Abstract

Super-Eddington accretion onto black holes (BHs) may occur at ultraluminous compact X-ray sources in nearby galaxies, Galactic microquasars and narrow-line Seyfert 1 galaxies (NLS1s). Effects of electron scattering (opacity and Comptonization) and the relativistic correction (gravitational redshift and transverse Doppler effect) on the emergent spectra from super-Eddington accretion flows onto non-rotating BHs are examined for 10^{1.5} and 10^{6.5} M_sun BH masses (M_BH). With mdot [= Mdot / (L_Edd / c^2), where Mdot is the accretion rate] > 100, the spectral hardening factor via electron scattering is \lesssim 2.3 - 6.5. Due to the mdot-sensitive hardening factor, the color temperature of the innermost radiation is not proportional to L^{0.25}, differing from the simplest standard accretion disk.
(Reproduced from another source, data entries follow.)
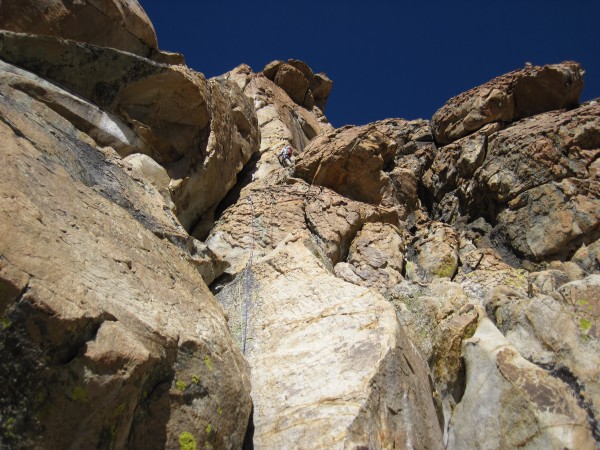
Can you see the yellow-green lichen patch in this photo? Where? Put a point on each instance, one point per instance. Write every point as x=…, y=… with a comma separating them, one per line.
x=79, y=394
x=187, y=441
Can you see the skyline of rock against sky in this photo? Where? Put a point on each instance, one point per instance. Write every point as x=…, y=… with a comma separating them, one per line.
x=387, y=59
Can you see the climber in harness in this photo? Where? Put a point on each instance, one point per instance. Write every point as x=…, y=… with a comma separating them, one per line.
x=285, y=155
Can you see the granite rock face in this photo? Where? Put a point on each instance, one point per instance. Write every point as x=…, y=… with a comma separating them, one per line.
x=401, y=284
x=121, y=24
x=109, y=336
x=361, y=381
x=518, y=94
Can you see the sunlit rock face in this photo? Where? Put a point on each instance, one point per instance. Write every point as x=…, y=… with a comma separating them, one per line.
x=165, y=282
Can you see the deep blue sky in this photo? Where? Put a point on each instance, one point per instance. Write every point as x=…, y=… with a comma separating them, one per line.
x=386, y=58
The model is applied to optical--soft X-ray emission from NLS1s. We pick up one NLS1, namely PG 1448+273 with an inferred M_BH of 10^{6.4} M_sun, among the highest mdot candidates. The broadband spectral distribution is successfully reproduced by the model with an extremely high mdot (= 1000) and the viscosity parameter alpha of 0.01. This implies that this object, as well as some other highest mdot systems, is really young: the inferred age, M_BH / Mdot, is about 10^6 years. We also briefly discuss the distribution of mdot for transient and highly variable NLS1s, finding that those are located at 3 \lesssim mdot \lesssim 300. Such a moderately high accretion rate is indicative of thermal instability. Furthermore, mdot for a possible type-2 counterpart of NLS1s, NGC 1068, is found to be similar to mdot for NLS1s.